Technology & Architecture#
🚧 Feature not yet available
Datasets are still in development and not yet fully implemented as described below. Currently, tabular data resources are handled individually.
This section describes the technologies and architecture used to implement Datasets in the OEP (Open Energy Platform).
Technology Stack#
The following software components and specifications form the foundation of the dataset implementation.
🧰 Software Components#
-
MOSS A microservice that stores metadata documents and provides a high-performance semantic search overlay system.
-
PostgreSQL Primary relational database used to store actual data tables.
-
Django Python-based web framework responsible for business logic, database access, and user interfaces.
-
JavaScript & CSS Used to create interactive and user-friendly experiences in the web UI.
📐 Metadata Specifications#
- OEMetadata Custom metadata specification developed for the OEP to describe datasets and related resources using a structured JSON (and JSON-LD) format.
Architecture#
This section provides a conceptual overview of how datasets are integrated into the OEP platform.
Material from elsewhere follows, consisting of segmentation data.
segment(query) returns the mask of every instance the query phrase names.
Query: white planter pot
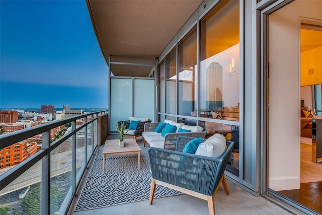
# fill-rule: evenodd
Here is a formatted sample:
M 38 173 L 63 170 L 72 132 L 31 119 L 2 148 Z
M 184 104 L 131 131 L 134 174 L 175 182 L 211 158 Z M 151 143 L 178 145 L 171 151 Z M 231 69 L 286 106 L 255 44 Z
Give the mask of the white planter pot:
M 119 145 L 120 147 L 124 147 L 124 141 L 121 141 L 119 139 Z

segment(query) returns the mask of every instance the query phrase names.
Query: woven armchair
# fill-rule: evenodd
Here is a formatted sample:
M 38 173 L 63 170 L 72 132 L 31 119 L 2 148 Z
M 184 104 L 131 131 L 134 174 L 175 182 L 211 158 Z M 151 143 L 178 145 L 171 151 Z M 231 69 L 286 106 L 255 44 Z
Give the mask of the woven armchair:
M 130 120 L 127 121 L 120 121 L 117 122 L 118 125 L 120 125 L 122 122 L 124 122 L 124 124 L 126 125 L 125 127 L 125 131 L 127 130 L 129 128 L 129 126 L 130 126 Z M 136 129 L 135 130 L 133 131 L 133 134 L 129 134 L 127 133 L 125 136 L 133 137 L 134 139 L 135 139 L 135 141 L 136 141 L 136 137 L 138 136 L 142 136 L 142 132 L 144 131 L 144 124 L 146 123 L 151 122 L 151 120 L 147 121 L 145 122 L 140 122 L 137 123 L 136 125 Z
M 144 131 L 153 131 L 159 122 L 150 122 L 144 124 Z M 177 139 L 179 136 L 189 136 L 193 138 L 204 137 L 206 131 L 187 132 L 181 133 L 168 133 L 165 135 L 164 149 L 175 150 Z M 143 146 L 145 147 L 145 139 L 143 140 Z
M 184 146 L 192 139 L 178 137 L 176 151 L 149 149 L 152 172 L 149 203 L 152 203 L 157 184 L 207 200 L 209 214 L 214 214 L 214 197 L 221 183 L 229 195 L 224 172 L 234 142 L 226 140 L 227 149 L 220 158 L 214 158 L 182 153 Z

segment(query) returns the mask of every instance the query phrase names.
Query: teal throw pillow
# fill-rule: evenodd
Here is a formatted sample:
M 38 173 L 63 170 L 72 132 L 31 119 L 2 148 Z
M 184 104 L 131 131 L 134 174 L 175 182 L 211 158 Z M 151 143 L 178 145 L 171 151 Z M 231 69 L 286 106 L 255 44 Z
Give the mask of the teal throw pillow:
M 198 149 L 198 147 L 201 143 L 202 137 L 198 137 L 189 141 L 185 146 L 182 152 L 185 153 L 195 154 Z
M 161 135 L 164 137 L 168 133 L 174 133 L 177 130 L 176 125 L 172 125 L 169 123 L 167 123 L 161 131 Z
M 159 124 L 157 125 L 156 127 L 155 127 L 155 129 L 154 129 L 154 131 L 157 133 L 160 132 L 161 131 L 162 131 L 162 129 L 165 127 L 166 124 L 167 123 L 165 122 L 159 123 Z
M 141 121 L 131 121 L 131 123 L 130 123 L 130 125 L 129 126 L 129 129 L 133 129 L 135 130 L 136 129 L 136 126 L 137 125 L 137 123 L 140 122 Z
M 183 129 L 181 128 L 179 128 L 179 129 L 178 130 L 178 133 L 184 133 L 186 132 L 190 132 L 190 131 L 191 131 L 191 130 L 188 130 L 188 129 Z

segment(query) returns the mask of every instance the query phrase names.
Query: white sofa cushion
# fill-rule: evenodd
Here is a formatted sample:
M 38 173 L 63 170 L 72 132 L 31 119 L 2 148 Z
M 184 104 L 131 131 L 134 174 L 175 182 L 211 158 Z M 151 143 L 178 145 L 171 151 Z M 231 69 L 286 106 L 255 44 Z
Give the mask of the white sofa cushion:
M 183 125 L 181 128 L 186 130 L 190 130 L 190 132 L 200 132 L 203 130 L 203 128 L 198 125 Z
M 132 120 L 133 121 L 140 121 L 142 122 L 146 122 L 147 121 L 149 121 L 150 119 L 148 118 L 138 118 L 138 117 L 133 117 L 132 116 L 130 117 L 130 122 L 131 122 Z
M 144 139 L 145 141 L 148 142 L 149 144 L 150 142 L 152 142 L 153 141 L 162 141 L 162 142 L 164 142 L 164 138 L 163 136 L 161 136 L 161 133 L 156 133 L 155 132 L 157 135 L 146 135 L 146 134 L 143 136 L 144 137 Z
M 142 132 L 142 135 L 143 136 L 159 136 L 161 133 L 157 133 L 155 131 L 143 131 Z
M 202 142 L 197 149 L 196 155 L 203 156 L 219 158 L 227 148 L 226 138 L 220 133 L 215 133 L 204 142 Z
M 178 133 L 178 131 L 179 130 L 179 128 L 182 127 L 182 126 L 184 125 L 185 123 L 183 123 L 182 122 L 176 122 L 174 121 L 173 121 L 172 122 L 171 122 L 170 124 L 172 125 L 176 125 L 176 126 L 177 127 L 177 129 L 176 129 L 176 133 Z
📌 Goal: Transition from handling resources individually (per-table) to managing grouped datasets containing multiple resources.
System Overview#
The diagram below illustrates the affected infrastructure components, relevant software modules, and how users will interact with the dataset system:
Migration Summary#
The transition to a dataset-centric model requires several substantial changes:
Database Module (dataedit
)
- Must support grouping resources into datasets
- Requires updated internal data models and database migrations
API Module (api
)
- Needs to allow creating datasets, adding/removing table resources, and accessing datasets via REST
User Interface
- Will be updated to present datasets instead of individual resources
- Improves clarity and reduces visual clutter by grouping related elements
Benefits of the New Architecture#
- ✅ Supports larger and more complex datasets
- ✅ Enhances usability by organizing data meaningfully
- ✅ Enables dataset-level search and discoverability through the MOSS microservice
- ✅ Aligns with modern metadata standards and FAIR principles
The MOSS microservice plays a key role in powering metadata search by indexing OEMetadata documents. This greatly improves findability and supports FAIR data practices.
💡 Looking Ahead
Once fully implemented, the new architecture will streamline data handling, reduce redundancy, and make working with large datasets on the OEP much more efficient.